NEW YORK: Oil futures fell about 1 percent on Monday amid global oversupply worries, but losses were muted as investors eyed potential sanctions on Iran from the EU, a possible production cut from OPEC and slightly bullish storage drawdown in US crude stocks.
Brent crude was down 70 cents a barrel at $66.06 at 4:37 p.m. GMT, having recovered from a session low at $65.27. US crude futures traded 15 cents lower at $56.31 a barrel.
EU foreign ministers endorsed a French government decision to sanction Iranian nationals accused of a bomb plot in France, potentially allowing the measures to take effect across the bloc, three diplomats said.
Potential sanctions from the EU would come as the US has granted waivers to some of Iran’s oil customers, muting the policy’s expected impact on global supplies.

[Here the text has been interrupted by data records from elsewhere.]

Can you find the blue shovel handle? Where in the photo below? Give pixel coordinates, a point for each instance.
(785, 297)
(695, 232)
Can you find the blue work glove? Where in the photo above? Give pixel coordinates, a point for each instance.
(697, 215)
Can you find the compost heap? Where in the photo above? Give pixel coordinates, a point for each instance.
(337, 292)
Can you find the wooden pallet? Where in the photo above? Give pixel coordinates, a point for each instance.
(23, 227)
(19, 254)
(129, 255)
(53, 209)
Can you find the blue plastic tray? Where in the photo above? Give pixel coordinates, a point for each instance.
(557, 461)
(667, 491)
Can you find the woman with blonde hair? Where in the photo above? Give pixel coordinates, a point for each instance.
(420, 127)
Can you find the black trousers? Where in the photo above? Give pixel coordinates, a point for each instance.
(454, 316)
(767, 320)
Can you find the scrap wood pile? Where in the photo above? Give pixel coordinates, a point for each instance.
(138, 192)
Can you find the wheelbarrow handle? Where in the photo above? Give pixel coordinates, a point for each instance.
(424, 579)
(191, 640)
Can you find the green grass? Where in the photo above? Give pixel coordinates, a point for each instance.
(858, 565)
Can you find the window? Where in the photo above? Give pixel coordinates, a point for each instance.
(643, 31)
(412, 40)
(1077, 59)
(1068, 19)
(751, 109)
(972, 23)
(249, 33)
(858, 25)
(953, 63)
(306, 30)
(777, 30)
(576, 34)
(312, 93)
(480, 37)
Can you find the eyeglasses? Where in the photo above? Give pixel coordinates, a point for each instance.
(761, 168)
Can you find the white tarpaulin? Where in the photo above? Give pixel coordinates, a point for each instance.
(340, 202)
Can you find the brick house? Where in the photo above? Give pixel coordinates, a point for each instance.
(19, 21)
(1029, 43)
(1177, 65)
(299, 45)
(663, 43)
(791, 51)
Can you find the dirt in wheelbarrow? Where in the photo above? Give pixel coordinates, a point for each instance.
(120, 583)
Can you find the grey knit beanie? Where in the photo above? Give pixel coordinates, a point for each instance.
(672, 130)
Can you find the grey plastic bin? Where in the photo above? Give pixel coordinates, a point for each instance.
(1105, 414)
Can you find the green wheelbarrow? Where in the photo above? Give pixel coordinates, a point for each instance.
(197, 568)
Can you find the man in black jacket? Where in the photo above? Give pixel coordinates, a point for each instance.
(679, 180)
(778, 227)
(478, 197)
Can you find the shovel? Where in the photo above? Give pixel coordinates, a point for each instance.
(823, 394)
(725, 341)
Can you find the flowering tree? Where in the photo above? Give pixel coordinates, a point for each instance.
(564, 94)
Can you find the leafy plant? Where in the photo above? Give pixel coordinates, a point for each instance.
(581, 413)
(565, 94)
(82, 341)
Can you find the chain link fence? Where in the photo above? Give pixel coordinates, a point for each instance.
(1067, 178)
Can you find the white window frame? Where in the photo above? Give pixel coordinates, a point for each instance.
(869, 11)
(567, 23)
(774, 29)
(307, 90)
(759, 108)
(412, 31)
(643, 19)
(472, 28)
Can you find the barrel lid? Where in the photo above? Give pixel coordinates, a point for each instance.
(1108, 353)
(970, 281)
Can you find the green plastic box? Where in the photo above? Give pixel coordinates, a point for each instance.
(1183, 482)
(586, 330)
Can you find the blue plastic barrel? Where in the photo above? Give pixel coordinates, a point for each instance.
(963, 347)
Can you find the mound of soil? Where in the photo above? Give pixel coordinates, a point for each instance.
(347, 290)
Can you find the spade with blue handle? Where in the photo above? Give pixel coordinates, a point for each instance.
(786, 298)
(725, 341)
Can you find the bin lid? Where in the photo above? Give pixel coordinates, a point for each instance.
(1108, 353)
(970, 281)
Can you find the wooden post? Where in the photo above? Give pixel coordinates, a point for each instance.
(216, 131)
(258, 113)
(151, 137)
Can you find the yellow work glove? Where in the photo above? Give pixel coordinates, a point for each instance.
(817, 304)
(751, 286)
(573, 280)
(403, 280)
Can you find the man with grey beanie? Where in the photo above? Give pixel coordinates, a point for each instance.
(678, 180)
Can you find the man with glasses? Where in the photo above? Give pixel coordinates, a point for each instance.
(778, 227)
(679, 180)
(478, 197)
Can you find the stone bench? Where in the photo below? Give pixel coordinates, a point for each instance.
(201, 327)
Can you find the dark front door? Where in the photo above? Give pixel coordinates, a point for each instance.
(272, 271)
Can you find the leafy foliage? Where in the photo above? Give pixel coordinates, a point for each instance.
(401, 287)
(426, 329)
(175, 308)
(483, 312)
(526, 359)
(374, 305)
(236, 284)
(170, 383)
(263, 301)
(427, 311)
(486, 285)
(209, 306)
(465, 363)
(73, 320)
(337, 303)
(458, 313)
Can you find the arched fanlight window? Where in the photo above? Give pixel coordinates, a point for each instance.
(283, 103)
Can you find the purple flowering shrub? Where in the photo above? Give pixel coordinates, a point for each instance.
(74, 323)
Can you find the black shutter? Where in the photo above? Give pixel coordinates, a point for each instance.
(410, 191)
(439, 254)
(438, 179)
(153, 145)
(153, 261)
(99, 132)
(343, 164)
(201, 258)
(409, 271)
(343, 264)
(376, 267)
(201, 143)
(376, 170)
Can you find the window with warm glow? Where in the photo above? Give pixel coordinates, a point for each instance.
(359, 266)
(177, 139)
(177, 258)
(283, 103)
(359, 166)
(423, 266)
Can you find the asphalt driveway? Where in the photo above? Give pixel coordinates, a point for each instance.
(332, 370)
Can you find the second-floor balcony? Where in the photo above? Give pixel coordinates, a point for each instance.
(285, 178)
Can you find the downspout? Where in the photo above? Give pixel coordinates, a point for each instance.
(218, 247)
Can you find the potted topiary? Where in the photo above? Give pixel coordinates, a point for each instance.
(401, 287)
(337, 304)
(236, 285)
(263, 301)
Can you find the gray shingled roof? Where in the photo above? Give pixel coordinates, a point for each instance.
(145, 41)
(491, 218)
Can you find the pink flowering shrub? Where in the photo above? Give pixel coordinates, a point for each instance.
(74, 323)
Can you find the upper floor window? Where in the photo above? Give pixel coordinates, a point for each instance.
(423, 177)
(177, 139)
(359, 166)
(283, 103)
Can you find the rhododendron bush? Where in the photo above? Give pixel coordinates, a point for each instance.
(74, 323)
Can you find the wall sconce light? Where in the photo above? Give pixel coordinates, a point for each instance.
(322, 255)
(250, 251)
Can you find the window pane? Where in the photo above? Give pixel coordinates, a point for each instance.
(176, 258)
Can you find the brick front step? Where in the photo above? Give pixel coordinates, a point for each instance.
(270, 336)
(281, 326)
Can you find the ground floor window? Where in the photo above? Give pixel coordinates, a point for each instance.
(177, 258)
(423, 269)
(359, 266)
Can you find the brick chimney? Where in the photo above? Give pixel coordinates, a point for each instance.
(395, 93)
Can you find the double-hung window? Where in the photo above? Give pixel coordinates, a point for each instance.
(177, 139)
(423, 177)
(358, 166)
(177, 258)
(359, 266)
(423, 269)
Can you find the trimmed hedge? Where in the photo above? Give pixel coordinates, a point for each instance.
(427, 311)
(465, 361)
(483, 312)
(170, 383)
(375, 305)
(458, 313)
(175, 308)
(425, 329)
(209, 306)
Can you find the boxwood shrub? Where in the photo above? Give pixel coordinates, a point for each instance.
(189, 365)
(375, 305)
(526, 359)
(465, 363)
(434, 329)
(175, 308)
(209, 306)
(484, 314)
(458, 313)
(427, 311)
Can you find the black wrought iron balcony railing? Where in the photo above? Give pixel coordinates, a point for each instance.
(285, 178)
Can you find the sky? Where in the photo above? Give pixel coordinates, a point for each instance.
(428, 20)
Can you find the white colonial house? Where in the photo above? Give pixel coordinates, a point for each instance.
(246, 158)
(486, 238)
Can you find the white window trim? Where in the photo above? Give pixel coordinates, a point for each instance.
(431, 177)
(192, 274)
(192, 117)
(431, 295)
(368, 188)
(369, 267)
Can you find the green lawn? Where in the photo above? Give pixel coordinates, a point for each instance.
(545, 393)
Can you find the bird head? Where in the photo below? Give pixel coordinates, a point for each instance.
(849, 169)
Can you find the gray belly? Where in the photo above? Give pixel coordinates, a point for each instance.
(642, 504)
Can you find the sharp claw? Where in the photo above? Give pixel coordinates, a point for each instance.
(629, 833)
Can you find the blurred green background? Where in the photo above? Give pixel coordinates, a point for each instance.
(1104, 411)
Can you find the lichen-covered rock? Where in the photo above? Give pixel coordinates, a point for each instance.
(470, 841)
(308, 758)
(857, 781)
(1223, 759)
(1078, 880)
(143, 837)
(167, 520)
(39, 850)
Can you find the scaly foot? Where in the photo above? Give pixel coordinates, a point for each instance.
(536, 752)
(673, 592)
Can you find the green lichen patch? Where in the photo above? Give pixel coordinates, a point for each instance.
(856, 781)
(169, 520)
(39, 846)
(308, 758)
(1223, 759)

The Organization of the Petroleum Exporting Countries, OPEC, led by Saudi Arabia, is pushing for the group and its partners to reduce output by 1 million to 1.4 million barrels per day to prevent a build-up of unused fuel.
Russian Energy Minister Alexander Novak said that Russia, which is not an OPEC member, planned to sign a partnership agreement with the group, and that details would be discussed at OPEC’s Dec. 6 meeting in Vienna.
“For a cut to be successful in supporting the market, they’re going to have to present a front that is not fractured and the chance of that is looking less and less likely as Dec. 6 approaches,” said Bob Yawger, director of energy futures at Mizuho in New York.
While a large cut would be supportive of crude futures, clear signals from producers are needed to lift prices notably, Yawger said. “We lack any certainty other than that the market is oversupplied in the US and everybody else is trying to deal with it.”
US crude stockpiles have grown for eight straight weeks, and data last week showed inventories swelled by the most in more than a year, weighing on the market.
Traders said futures pared losses on bullish stockpile data Monday as they said that energy information provider Genscape reported that crude inventories fell in the week ended Friday.
Brent is almost 25 percent below early October’s 2018 peak of $86.74, as evidence of slowing demand has materialized and output from the US, Russia and Saudi Arabia hit historic highs.
“Oil prices rose (last week) on the hope that OPEC and partners will act to reverse bearish sentiment, but from a technical set-up, bear mode remains intact,” OANDA strategist Stephen Innes said.
A trade dispute between the US and China is one reason investors are a lot warier about the outlook for oil demand growth next year.
Fund managers cut their bullish exposure to crude futures and options to the lowest since around mid-2017 this month.
Weekly exchange data shows money managers hold a combined net long position equivalent to around 364 million barrels of US and Brent crude futures and options, down from over 800 million barrels two months ago.
“The main trend remains bearish as investors no longer believe in a risk of supply tightness for crude,” ActivTrades chief analyst Carlo Alberto De Casa said.